1

I am trying to run a DAG of tasks using dask API for my specific application. To put it in a contrived example, I want tasks to pass out their success/failure flags and use those as the input to other tasks.

However, dask does not let me do __bool__ calls (a and b) on delayed objects. But how is it different from bitwise boolean ops (i.e. a & b).

Why is it implemented as not supported? and how hard is it to fix it locally?

I tried digging into the source code but I couldn't understand how a & b successfully returns a sub-graph of ('and_', 'a', 'b'), but a and b does not return something like ('__bool__1', 'a'), ('__bool__2', 'b'), ('and_', '__bool__1', '__bool__2').

I have provided the simplest source code to be able to re-produce the problem.

import dask
from time import sleep

@dask.delayed
def task(x, cond):
    if not cond:
        return False
    sleep(x)
    return True

def run_graph():
    task1_done = task(2, True)
    task2_done = task(1, True)
    task3_done = task(1, task2_done)

    all_done = task1_done and task3_done
    return all_done

if __name__ == '__main__':
    done = run_graph()
    dask.compute(done)

if we replace the and operation with &, it works fine.

all_done = task1_done & task3_done

This might not be an issue here, but I want to use all() and any() built in functions for a list of delayed flags and those call __bool__ internally.

1 Answers1

1

I don't know Dask personally in detail, but I suspect that it simply implements __and__ on it's objects. This does not convert the object to a boolean at all. This is unlike and, or etc, which convert the object to a boolean first.
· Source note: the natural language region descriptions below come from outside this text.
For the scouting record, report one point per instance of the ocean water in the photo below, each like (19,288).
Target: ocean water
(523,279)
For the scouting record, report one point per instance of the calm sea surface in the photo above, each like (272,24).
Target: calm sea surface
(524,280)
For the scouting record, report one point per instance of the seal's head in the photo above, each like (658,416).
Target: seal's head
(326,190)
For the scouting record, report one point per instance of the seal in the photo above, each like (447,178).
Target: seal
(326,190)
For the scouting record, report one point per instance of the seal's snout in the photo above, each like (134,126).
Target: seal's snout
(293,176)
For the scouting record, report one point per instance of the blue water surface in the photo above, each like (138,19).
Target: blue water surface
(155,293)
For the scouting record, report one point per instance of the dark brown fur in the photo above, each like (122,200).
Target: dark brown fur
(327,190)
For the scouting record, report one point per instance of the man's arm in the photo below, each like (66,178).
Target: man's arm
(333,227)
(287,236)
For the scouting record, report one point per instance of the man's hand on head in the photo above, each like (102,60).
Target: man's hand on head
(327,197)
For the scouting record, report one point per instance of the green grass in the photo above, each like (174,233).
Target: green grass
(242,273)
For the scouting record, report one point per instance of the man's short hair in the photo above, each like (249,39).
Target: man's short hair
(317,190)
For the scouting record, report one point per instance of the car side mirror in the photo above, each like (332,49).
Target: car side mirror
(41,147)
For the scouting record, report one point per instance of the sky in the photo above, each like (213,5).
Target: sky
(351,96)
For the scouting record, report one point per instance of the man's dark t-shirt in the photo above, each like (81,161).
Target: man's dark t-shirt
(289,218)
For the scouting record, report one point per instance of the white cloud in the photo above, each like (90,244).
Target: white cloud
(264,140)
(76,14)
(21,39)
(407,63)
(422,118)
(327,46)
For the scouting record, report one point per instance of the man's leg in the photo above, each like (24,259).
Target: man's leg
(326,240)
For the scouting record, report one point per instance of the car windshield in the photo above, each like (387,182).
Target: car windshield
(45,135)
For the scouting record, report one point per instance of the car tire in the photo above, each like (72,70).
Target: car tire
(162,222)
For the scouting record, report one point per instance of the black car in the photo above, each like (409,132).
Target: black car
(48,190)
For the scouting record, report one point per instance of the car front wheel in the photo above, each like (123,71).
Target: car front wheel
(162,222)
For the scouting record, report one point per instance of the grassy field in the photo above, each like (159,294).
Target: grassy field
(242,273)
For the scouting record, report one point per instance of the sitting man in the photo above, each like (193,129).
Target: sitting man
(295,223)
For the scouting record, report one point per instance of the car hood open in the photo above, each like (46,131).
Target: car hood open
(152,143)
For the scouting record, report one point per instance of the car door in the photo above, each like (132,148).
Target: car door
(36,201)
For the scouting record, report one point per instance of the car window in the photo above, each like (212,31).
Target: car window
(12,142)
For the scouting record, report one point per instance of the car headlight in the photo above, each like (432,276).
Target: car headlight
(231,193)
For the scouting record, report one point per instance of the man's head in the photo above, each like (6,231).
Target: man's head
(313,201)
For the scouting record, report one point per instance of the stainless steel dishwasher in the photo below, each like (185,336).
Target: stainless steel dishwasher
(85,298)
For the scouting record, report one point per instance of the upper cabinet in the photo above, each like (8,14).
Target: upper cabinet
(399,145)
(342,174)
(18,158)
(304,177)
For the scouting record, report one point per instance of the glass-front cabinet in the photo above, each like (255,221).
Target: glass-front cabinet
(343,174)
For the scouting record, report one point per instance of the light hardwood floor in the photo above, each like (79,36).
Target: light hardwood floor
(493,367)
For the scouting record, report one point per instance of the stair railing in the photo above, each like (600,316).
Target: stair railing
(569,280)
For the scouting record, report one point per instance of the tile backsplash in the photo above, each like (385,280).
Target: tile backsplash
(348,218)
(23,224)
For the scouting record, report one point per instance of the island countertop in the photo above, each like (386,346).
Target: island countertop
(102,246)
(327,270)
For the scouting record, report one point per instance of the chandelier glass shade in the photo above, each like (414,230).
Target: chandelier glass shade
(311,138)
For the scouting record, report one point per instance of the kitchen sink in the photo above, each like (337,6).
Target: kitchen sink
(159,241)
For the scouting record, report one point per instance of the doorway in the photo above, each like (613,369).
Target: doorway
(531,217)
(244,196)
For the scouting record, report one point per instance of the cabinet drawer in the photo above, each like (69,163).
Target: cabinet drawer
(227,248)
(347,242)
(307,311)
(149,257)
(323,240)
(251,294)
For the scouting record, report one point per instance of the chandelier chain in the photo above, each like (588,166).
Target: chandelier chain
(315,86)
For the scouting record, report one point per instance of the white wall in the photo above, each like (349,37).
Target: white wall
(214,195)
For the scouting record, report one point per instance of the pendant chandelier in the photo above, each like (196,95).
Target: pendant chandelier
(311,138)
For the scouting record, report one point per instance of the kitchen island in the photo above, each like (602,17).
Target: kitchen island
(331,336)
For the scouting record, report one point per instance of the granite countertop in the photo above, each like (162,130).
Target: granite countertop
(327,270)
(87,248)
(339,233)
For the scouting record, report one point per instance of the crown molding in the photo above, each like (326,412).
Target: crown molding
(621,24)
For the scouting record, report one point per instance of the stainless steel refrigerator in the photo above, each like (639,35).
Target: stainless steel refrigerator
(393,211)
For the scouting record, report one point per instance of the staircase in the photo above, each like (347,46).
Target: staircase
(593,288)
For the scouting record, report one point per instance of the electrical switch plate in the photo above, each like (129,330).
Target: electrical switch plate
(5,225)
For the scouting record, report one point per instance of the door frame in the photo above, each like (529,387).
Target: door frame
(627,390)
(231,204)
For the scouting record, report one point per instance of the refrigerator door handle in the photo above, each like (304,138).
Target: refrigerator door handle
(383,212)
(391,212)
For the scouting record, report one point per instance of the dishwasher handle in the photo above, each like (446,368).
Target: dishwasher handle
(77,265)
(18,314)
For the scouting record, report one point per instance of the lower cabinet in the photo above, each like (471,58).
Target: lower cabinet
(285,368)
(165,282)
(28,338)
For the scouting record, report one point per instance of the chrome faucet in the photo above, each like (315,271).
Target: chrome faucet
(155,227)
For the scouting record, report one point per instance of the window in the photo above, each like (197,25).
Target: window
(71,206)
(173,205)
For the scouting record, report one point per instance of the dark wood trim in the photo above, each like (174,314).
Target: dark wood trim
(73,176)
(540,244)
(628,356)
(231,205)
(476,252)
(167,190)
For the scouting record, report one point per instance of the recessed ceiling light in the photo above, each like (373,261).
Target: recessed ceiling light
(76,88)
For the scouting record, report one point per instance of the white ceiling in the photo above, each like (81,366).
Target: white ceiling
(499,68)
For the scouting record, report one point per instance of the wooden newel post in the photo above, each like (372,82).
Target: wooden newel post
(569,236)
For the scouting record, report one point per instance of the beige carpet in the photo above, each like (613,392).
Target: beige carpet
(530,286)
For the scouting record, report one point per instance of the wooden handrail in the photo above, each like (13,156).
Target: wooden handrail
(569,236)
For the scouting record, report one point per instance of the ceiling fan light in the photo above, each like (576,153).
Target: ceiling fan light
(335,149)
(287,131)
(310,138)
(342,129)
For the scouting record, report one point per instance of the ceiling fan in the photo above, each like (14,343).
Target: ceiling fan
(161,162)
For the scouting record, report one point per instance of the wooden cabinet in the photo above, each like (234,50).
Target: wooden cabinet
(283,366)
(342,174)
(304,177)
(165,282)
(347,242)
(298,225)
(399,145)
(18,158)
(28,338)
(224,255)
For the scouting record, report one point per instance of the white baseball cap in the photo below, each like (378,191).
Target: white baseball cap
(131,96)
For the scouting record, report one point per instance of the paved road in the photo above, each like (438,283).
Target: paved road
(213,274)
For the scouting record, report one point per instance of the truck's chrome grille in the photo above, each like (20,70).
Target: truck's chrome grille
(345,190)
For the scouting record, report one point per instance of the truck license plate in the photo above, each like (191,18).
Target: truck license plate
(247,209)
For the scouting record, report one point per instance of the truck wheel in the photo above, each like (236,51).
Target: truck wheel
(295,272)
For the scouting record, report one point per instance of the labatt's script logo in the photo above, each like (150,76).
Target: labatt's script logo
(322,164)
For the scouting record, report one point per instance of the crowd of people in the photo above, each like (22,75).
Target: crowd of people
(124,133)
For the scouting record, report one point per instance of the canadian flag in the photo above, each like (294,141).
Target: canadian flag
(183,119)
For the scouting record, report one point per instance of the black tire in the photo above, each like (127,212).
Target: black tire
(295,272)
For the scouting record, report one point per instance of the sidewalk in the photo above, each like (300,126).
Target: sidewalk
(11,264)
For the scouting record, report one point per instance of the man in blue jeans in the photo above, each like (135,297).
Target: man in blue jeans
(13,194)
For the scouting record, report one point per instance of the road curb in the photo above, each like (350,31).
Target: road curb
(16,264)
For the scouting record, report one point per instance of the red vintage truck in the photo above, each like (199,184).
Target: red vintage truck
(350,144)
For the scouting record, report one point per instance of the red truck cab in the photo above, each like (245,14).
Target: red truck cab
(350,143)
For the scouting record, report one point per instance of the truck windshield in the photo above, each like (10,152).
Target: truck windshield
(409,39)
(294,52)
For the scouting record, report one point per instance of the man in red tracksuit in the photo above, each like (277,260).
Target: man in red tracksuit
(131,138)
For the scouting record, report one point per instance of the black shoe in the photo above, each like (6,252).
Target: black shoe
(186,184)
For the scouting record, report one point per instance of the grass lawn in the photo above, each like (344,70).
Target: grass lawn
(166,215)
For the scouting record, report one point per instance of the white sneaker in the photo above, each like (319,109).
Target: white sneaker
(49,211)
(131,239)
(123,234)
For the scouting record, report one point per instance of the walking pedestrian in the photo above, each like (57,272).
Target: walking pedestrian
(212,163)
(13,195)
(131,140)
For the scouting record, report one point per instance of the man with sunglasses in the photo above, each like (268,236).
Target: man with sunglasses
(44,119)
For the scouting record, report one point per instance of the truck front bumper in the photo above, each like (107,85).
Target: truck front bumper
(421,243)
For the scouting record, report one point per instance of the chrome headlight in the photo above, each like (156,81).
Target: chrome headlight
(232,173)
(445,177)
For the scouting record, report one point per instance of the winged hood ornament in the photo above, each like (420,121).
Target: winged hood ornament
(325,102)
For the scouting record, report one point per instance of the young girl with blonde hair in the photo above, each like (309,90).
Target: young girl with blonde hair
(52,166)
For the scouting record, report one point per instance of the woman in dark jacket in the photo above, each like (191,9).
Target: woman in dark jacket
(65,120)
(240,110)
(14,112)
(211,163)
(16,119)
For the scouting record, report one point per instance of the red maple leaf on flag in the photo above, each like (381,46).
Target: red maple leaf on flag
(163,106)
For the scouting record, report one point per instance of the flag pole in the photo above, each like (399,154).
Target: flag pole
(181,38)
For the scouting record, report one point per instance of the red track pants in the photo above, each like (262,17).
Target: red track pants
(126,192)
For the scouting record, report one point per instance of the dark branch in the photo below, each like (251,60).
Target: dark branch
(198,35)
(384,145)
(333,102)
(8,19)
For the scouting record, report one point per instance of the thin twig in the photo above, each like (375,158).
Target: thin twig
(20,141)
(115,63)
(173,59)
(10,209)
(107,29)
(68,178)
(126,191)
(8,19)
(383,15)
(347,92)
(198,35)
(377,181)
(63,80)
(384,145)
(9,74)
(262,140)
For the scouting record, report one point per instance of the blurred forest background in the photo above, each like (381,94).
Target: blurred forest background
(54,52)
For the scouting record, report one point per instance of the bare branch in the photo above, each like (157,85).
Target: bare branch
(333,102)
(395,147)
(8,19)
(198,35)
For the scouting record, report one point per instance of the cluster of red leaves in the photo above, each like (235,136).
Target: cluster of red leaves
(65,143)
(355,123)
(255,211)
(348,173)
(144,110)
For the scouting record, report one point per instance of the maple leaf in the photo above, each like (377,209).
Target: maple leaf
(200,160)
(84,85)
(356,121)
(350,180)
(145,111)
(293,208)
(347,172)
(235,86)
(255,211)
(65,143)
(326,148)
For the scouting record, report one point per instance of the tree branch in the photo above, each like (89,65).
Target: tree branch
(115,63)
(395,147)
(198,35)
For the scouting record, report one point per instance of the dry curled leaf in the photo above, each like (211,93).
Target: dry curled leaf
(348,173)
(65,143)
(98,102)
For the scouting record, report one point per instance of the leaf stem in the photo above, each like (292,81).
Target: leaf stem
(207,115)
This can be quickly tested with a small test class:

In [1]: class Test: 
    ...:     def __and__(self, other): 
    ...:         print("And called!") 
    ...:         return self 
    ...:     def __bool__(self): 
    ...:         print("Bool called!") 
    ...:         return True 
    ...:                                                                                                                                                                                                                             

In [2]: a = Test()                                                                                                                                                                                                                  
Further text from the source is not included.